Ahwazi activist: Khamenei regime shot at feet
The Iranian street is witnessing large
demonstrations after the mullahs' regime raised the price of petrol in the
country by 300%, in a new wave shaking the throne of the Supreme Leader Ali
Khamenei, and may be the beginning of the fall of the regime.
In his interview with the Vice President of
the European Organization for Human Rights, Taha Yassin, the Reference observes
the street scenarios and the regime's reactions.
How do you see the demonstrations?
All scenarios are open, whether the protests
are extended and sustained or the regime's ability to suppress them in several
ways, including sacrificing its papers early, retreating from the rise in
gasoline prices and lowering the price before the protests, giving gifts to the
protesters in order to silence them, or by introducing the terror paper to
suppress the screams of the hungry.
However, the continuation of the protests and
their transformation into a kind of intifada will shake the image of Iran in
the region.
Do petrol demonstrations repeat the 2009 and
2017 demonstrations or differ?
The majority of observers and analysts
compared the current protests with the incidents of 2009, which ended in favor
of the regime. The former came after a constitutional crisis and accusations of
stealing the votes of candidates for the presidency, and had direct leaders,
and its movement was limited to the capital Tehran.
The current protests are part of a hungry
uprising, this time will be protests I think so; because people are fed up with
the deteriorating situation, which is getting worse day by day, while in 2009
were just protests against the theft of the votes of candidates for the
presidency of the Republic.
They came out against those who considered
that their votes were not stolen, and thus saw the street split, as the
movement was then confined to the capital Tehran, while it now spans several
areas
Can you say that gasoline prices ignited the
ashes of the revolution?
What the decision of the regime of the Iranian
leader did, such as a man who set himself on fire or shot at his feet, the
Iranian street came out in all cities to express his refusal to raise prices on
hydrocarbons, which leads to high food prices.

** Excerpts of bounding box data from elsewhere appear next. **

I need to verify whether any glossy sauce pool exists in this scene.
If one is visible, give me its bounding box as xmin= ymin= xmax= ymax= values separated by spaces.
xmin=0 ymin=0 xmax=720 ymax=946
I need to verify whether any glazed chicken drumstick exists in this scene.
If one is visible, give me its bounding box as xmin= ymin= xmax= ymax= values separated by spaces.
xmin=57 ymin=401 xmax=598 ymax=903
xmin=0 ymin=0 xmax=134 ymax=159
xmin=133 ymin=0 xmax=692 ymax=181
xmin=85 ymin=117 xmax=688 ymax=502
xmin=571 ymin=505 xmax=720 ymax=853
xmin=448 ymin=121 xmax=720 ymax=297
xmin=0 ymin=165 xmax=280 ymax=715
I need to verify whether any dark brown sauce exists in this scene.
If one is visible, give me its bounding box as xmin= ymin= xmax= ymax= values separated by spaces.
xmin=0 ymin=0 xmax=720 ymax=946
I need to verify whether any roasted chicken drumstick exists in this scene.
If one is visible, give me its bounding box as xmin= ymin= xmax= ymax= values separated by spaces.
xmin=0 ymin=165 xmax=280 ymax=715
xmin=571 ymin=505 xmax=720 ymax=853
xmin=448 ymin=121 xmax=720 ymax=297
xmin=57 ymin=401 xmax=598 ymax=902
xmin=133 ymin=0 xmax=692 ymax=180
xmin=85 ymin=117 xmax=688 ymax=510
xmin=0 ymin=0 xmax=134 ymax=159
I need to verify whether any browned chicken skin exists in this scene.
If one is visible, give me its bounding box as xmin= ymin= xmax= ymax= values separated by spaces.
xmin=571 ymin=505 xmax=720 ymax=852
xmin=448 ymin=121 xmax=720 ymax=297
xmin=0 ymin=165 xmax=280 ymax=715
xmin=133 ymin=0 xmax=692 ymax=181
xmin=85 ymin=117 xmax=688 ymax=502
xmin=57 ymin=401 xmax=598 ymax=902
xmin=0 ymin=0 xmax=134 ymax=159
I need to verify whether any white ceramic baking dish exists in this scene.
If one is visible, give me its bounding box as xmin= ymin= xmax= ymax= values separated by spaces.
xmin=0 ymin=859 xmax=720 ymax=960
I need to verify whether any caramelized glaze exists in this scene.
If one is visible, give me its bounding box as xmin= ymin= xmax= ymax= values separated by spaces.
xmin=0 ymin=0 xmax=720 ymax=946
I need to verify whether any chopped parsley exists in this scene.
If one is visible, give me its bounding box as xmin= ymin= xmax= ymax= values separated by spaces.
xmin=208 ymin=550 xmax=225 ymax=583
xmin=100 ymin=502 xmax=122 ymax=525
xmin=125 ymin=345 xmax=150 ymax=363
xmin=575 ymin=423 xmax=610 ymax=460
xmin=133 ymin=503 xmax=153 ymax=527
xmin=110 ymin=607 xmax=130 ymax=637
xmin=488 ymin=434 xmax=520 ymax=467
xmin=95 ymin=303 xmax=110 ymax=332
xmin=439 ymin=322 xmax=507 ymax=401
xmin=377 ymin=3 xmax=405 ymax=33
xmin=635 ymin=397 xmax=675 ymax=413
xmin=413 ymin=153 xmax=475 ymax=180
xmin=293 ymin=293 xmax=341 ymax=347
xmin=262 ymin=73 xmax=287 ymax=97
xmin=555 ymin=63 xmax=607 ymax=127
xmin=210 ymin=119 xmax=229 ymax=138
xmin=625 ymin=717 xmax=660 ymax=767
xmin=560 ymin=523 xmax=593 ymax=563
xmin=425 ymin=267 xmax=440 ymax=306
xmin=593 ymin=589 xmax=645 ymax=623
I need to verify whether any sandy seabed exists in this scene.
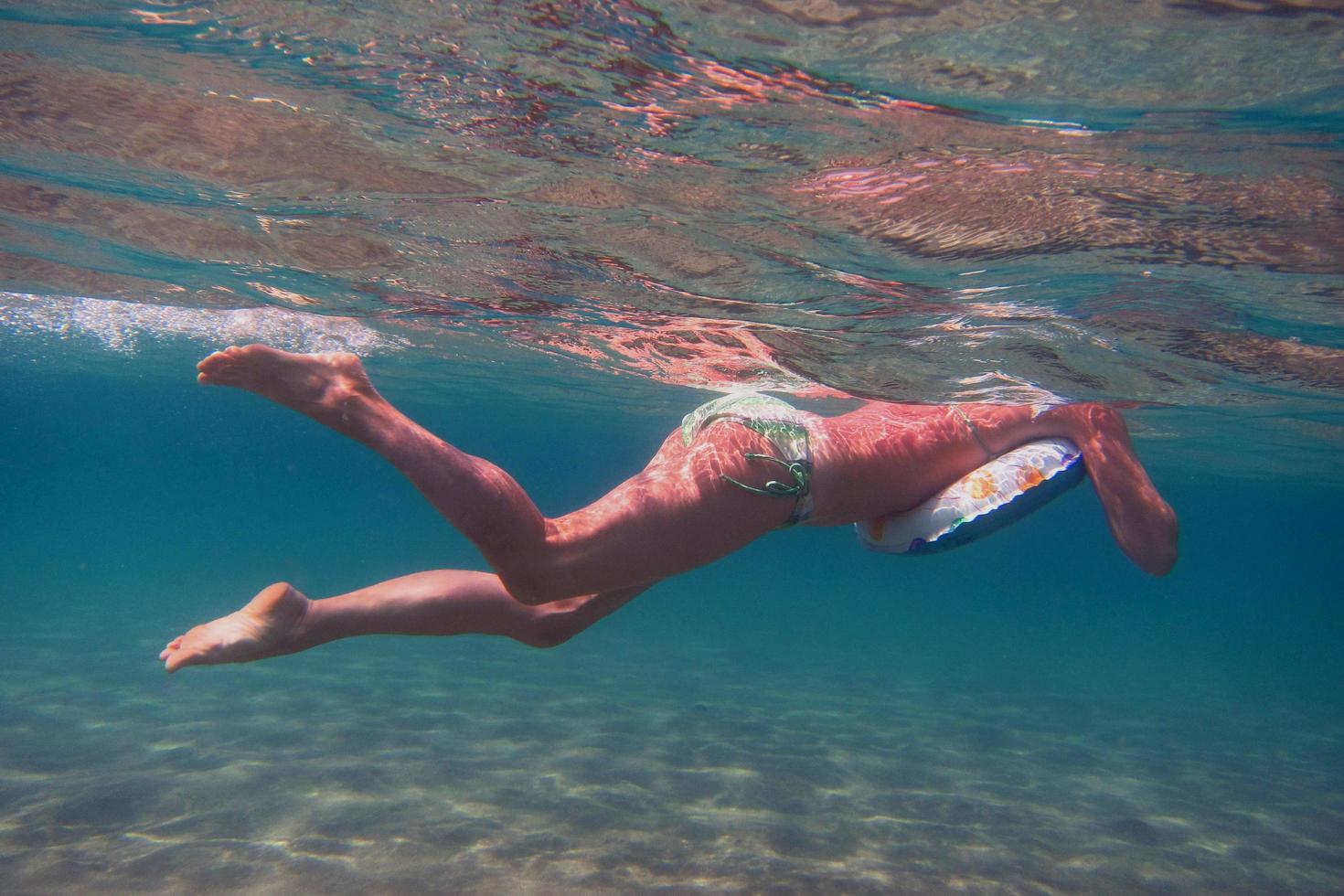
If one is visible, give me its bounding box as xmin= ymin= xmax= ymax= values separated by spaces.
xmin=0 ymin=628 xmax=1344 ymax=895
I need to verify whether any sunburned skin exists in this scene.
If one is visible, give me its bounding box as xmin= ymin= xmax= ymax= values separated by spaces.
xmin=160 ymin=346 xmax=1178 ymax=672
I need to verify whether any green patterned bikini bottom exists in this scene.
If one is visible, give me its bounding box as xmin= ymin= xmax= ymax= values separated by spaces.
xmin=681 ymin=392 xmax=812 ymax=527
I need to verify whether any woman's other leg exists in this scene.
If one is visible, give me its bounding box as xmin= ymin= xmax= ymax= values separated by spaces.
xmin=199 ymin=346 xmax=792 ymax=603
xmin=158 ymin=570 xmax=644 ymax=672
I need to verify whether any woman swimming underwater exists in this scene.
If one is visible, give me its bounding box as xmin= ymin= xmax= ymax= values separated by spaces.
xmin=160 ymin=346 xmax=1178 ymax=672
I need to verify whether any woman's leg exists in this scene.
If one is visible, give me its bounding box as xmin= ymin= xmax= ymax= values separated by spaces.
xmin=197 ymin=346 xmax=792 ymax=603
xmin=158 ymin=570 xmax=644 ymax=672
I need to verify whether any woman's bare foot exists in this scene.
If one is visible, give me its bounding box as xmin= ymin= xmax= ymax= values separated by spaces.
xmin=158 ymin=581 xmax=312 ymax=672
xmin=197 ymin=346 xmax=378 ymax=432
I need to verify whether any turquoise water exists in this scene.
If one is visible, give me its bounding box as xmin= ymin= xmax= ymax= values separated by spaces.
xmin=0 ymin=0 xmax=1344 ymax=893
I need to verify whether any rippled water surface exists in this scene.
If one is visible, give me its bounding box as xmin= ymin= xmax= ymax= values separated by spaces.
xmin=0 ymin=0 xmax=1344 ymax=893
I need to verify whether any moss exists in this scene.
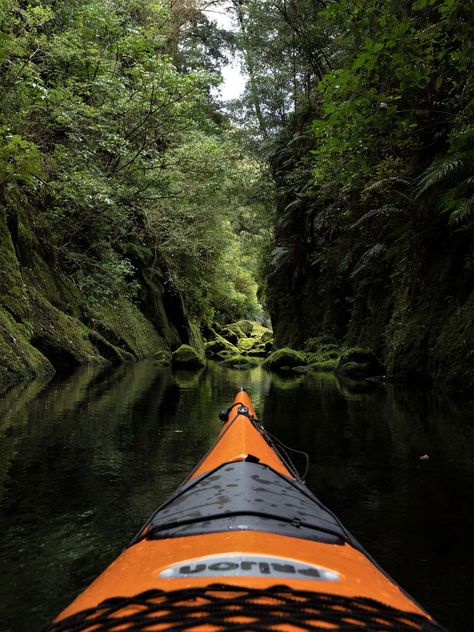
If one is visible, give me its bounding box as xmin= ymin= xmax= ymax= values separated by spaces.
xmin=221 ymin=327 xmax=242 ymax=345
xmin=0 ymin=307 xmax=54 ymax=391
xmin=263 ymin=347 xmax=306 ymax=371
xmin=336 ymin=347 xmax=384 ymax=380
xmin=172 ymin=345 xmax=204 ymax=369
xmin=221 ymin=355 xmax=259 ymax=368
xmin=88 ymin=299 xmax=171 ymax=359
xmin=232 ymin=320 xmax=254 ymax=336
xmin=0 ymin=207 xmax=29 ymax=321
xmin=432 ymin=292 xmax=474 ymax=394
xmin=306 ymin=349 xmax=343 ymax=364
xmin=309 ymin=358 xmax=339 ymax=373
xmin=204 ymin=334 xmax=240 ymax=358
xmin=237 ymin=338 xmax=259 ymax=353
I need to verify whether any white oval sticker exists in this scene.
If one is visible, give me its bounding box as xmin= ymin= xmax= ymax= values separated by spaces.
xmin=159 ymin=553 xmax=340 ymax=582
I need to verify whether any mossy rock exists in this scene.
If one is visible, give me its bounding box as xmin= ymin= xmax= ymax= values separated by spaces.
xmin=222 ymin=355 xmax=258 ymax=369
xmin=224 ymin=323 xmax=247 ymax=339
xmin=220 ymin=327 xmax=241 ymax=345
xmin=309 ymin=358 xmax=339 ymax=373
xmin=263 ymin=347 xmax=306 ymax=371
xmin=260 ymin=329 xmax=273 ymax=343
xmin=306 ymin=349 xmax=342 ymax=365
xmin=237 ymin=338 xmax=258 ymax=353
xmin=204 ymin=334 xmax=240 ymax=358
xmin=246 ymin=345 xmax=268 ymax=358
xmin=335 ymin=348 xmax=384 ymax=380
xmin=291 ymin=366 xmax=310 ymax=373
xmin=216 ymin=349 xmax=235 ymax=360
xmin=172 ymin=345 xmax=204 ymax=369
xmin=232 ymin=320 xmax=254 ymax=336
xmin=303 ymin=336 xmax=340 ymax=353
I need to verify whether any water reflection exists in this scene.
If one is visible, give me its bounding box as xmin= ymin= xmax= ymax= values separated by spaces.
xmin=0 ymin=361 xmax=474 ymax=631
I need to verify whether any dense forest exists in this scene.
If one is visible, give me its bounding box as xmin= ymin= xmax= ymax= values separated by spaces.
xmin=0 ymin=0 xmax=474 ymax=390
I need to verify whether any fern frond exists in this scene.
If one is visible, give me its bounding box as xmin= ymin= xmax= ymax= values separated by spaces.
xmin=349 ymin=204 xmax=406 ymax=229
xmin=449 ymin=195 xmax=474 ymax=225
xmin=415 ymin=152 xmax=474 ymax=198
xmin=350 ymin=244 xmax=387 ymax=279
xmin=362 ymin=176 xmax=413 ymax=193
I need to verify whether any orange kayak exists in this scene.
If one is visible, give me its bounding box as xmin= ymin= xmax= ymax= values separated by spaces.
xmin=46 ymin=391 xmax=443 ymax=632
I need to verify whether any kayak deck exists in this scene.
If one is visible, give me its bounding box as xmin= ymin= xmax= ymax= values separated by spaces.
xmin=47 ymin=392 xmax=441 ymax=631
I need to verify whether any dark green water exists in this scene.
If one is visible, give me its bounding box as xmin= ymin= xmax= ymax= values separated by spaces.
xmin=0 ymin=361 xmax=474 ymax=632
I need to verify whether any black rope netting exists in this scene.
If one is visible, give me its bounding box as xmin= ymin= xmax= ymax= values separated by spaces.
xmin=44 ymin=584 xmax=445 ymax=632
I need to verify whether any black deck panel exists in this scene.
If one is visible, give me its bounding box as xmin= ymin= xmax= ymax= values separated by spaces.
xmin=146 ymin=461 xmax=347 ymax=544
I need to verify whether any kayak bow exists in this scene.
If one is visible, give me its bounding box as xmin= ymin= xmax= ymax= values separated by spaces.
xmin=46 ymin=391 xmax=442 ymax=632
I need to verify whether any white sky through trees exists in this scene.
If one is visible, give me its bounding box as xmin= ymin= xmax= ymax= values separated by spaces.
xmin=205 ymin=6 xmax=246 ymax=101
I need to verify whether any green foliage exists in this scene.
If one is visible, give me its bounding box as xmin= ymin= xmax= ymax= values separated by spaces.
xmin=0 ymin=0 xmax=266 ymax=320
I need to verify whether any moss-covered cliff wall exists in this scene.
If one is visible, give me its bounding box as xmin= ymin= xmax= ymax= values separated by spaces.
xmin=0 ymin=207 xmax=191 ymax=388
xmin=267 ymin=120 xmax=474 ymax=391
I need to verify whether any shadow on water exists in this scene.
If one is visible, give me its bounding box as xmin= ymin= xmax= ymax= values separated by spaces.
xmin=0 ymin=361 xmax=474 ymax=632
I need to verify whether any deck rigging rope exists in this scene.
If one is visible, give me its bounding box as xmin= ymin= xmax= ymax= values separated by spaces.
xmin=231 ymin=402 xmax=309 ymax=483
xmin=43 ymin=584 xmax=446 ymax=632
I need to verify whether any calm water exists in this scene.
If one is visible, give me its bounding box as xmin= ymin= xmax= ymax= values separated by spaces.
xmin=0 ymin=361 xmax=474 ymax=632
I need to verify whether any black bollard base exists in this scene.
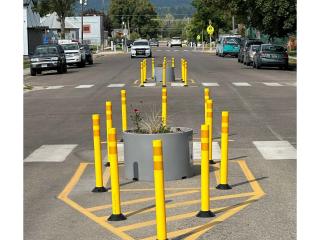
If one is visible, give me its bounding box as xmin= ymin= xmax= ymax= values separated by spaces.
xmin=217 ymin=184 xmax=232 ymax=190
xmin=108 ymin=213 xmax=127 ymax=221
xmin=209 ymin=159 xmax=216 ymax=165
xmin=92 ymin=187 xmax=107 ymax=192
xmin=196 ymin=210 xmax=215 ymax=218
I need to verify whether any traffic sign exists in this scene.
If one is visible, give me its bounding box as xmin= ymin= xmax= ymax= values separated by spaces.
xmin=207 ymin=24 xmax=214 ymax=35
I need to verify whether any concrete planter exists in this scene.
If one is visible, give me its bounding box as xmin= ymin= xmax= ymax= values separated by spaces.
xmin=123 ymin=127 xmax=193 ymax=181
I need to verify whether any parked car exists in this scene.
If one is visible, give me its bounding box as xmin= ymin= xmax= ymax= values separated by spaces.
xmin=216 ymin=36 xmax=240 ymax=57
xmin=30 ymin=44 xmax=67 ymax=76
xmin=149 ymin=38 xmax=159 ymax=47
xmin=131 ymin=39 xmax=152 ymax=58
xmin=238 ymin=39 xmax=263 ymax=63
xmin=243 ymin=45 xmax=260 ymax=66
xmin=81 ymin=44 xmax=93 ymax=65
xmin=127 ymin=39 xmax=133 ymax=48
xmin=61 ymin=40 xmax=86 ymax=67
xmin=252 ymin=44 xmax=288 ymax=69
xmin=169 ymin=37 xmax=182 ymax=47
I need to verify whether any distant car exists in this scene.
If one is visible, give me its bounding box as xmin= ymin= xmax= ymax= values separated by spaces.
xmin=238 ymin=39 xmax=263 ymax=63
xmin=30 ymin=44 xmax=67 ymax=76
xmin=149 ymin=38 xmax=159 ymax=47
xmin=131 ymin=39 xmax=152 ymax=58
xmin=243 ymin=45 xmax=260 ymax=66
xmin=252 ymin=44 xmax=288 ymax=69
xmin=61 ymin=41 xmax=86 ymax=67
xmin=81 ymin=44 xmax=93 ymax=65
xmin=169 ymin=37 xmax=182 ymax=47
xmin=216 ymin=36 xmax=241 ymax=57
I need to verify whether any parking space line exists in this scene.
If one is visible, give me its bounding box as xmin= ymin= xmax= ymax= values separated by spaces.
xmin=263 ymin=82 xmax=283 ymax=87
xmin=87 ymin=189 xmax=200 ymax=212
xmin=58 ymin=163 xmax=134 ymax=240
xmin=232 ymin=82 xmax=251 ymax=87
xmin=253 ymin=141 xmax=297 ymax=160
xmin=75 ymin=85 xmax=94 ymax=88
xmin=201 ymin=83 xmax=220 ymax=87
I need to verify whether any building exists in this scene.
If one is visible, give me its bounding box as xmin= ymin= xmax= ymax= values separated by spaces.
xmin=41 ymin=13 xmax=104 ymax=45
xmin=23 ymin=0 xmax=46 ymax=56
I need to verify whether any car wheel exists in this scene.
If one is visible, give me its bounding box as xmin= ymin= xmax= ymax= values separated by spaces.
xmin=30 ymin=68 xmax=37 ymax=76
xmin=57 ymin=65 xmax=63 ymax=74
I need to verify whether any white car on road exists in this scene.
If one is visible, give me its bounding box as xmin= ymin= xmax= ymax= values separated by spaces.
xmin=131 ymin=39 xmax=152 ymax=58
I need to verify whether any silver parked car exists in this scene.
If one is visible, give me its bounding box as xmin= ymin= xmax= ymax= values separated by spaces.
xmin=243 ymin=45 xmax=260 ymax=66
xmin=131 ymin=39 xmax=152 ymax=58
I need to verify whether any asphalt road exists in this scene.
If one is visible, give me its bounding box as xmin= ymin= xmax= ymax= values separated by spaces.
xmin=24 ymin=47 xmax=296 ymax=240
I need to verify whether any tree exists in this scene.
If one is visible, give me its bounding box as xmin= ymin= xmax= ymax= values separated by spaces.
xmin=34 ymin=0 xmax=76 ymax=39
xmin=108 ymin=0 xmax=158 ymax=38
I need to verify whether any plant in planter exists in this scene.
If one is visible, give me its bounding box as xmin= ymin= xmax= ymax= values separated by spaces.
xmin=123 ymin=104 xmax=193 ymax=181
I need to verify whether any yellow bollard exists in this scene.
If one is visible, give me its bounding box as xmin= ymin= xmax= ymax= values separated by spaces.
xmin=217 ymin=111 xmax=231 ymax=190
xmin=152 ymin=140 xmax=167 ymax=240
xmin=151 ymin=58 xmax=154 ymax=79
xmin=108 ymin=128 xmax=127 ymax=221
xmin=184 ymin=61 xmax=188 ymax=87
xmin=162 ymin=61 xmax=167 ymax=87
xmin=206 ymin=99 xmax=215 ymax=164
xmin=121 ymin=90 xmax=127 ymax=132
xmin=161 ymin=87 xmax=167 ymax=126
xmin=181 ymin=58 xmax=184 ymax=82
xmin=197 ymin=124 xmax=215 ymax=218
xmin=105 ymin=101 xmax=112 ymax=167
xmin=140 ymin=61 xmax=144 ymax=87
xmin=143 ymin=59 xmax=147 ymax=82
xmin=204 ymin=88 xmax=210 ymax=122
xmin=92 ymin=114 xmax=107 ymax=192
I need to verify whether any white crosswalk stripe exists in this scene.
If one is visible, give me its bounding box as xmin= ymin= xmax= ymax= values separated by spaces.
xmin=46 ymin=86 xmax=64 ymax=89
xmin=108 ymin=83 xmax=125 ymax=87
xmin=24 ymin=144 xmax=78 ymax=162
xmin=202 ymin=83 xmax=220 ymax=87
xmin=253 ymin=141 xmax=297 ymax=160
xmin=232 ymin=82 xmax=251 ymax=87
xmin=75 ymin=85 xmax=94 ymax=88
xmin=193 ymin=142 xmax=220 ymax=160
xmin=263 ymin=82 xmax=283 ymax=87
xmin=171 ymin=83 xmax=184 ymax=87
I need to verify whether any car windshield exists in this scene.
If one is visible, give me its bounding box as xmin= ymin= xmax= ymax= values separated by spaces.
xmin=62 ymin=44 xmax=79 ymax=50
xmin=35 ymin=46 xmax=58 ymax=55
xmin=262 ymin=45 xmax=285 ymax=52
xmin=133 ymin=41 xmax=149 ymax=46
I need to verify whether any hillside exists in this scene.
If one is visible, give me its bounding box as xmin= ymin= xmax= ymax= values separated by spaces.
xmin=75 ymin=0 xmax=194 ymax=18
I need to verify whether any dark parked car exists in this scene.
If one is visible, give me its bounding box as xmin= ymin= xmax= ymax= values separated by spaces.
xmin=81 ymin=44 xmax=93 ymax=65
xmin=30 ymin=44 xmax=67 ymax=76
xmin=149 ymin=38 xmax=159 ymax=47
xmin=253 ymin=44 xmax=288 ymax=69
xmin=238 ymin=39 xmax=263 ymax=63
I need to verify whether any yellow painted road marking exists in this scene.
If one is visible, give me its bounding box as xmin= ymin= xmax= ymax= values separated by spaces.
xmin=87 ymin=190 xmax=199 ymax=212
xmin=58 ymin=163 xmax=134 ymax=240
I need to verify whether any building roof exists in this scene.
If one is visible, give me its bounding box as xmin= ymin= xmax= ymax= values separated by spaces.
xmin=40 ymin=12 xmax=79 ymax=29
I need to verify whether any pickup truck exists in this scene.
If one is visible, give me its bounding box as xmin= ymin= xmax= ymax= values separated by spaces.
xmin=30 ymin=44 xmax=67 ymax=76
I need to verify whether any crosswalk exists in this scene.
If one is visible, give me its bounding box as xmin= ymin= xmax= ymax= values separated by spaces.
xmin=23 ymin=80 xmax=297 ymax=90
xmin=24 ymin=141 xmax=297 ymax=162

The people of Ahwaz went out with large
demonstrations in protest against the killing of poet Ahwazi Hassan. These
protests lasted for two days, killing a large number of young people arrested
by the authorities, and their fate is not known until this moment.
These protests erupted in other areas such as
Baluchistan, Kurdistan, Azerbaijan and Ahwaz, and widened after the regime
announced the increase of fuel prices, and the latest news is that there is
live fire on the protesters, and the occurrence of injuries and the death of
more than four Ahwazis from the city of Mohammerah, among them are martyrs
Maytham Abdul Wahab al-Manai'at, and Khaled al-Tamimi.
We are witnessing the targeting of
demonstrators by live bullets. Will the suppression by force and bullets be the
fate of the Iranian movement?
Yes, the Revolutionary Guard forces began to
suppress the demonstrators since yesterday at the outbreak of protests, and we
are still at the beginning of the demonstrations, and there are more than five
martyrs, so the Revolutionary Guards intends to suppress the demonstrations
with fire and iron, and does not care how many wounded or killed in the cities.
What are the most anticipated scenarios for
the movement of the Iranian street?
If the Iranian regime does not fall quickly,
its sanctity is definitely over, especially when the demonstrators tore up the
Iranian flag and pictures of Khamenei and ran it under their feet.
This regime has no popularity or credit in
Iran, neither nationalities nor even Shiites who claim to support them and
stand with them.
We watch and follow the protests and uprisings
of Iraq and Lebanon, all the money of the regime spent on supporting terrorism,
and left the people for 40 years hungry.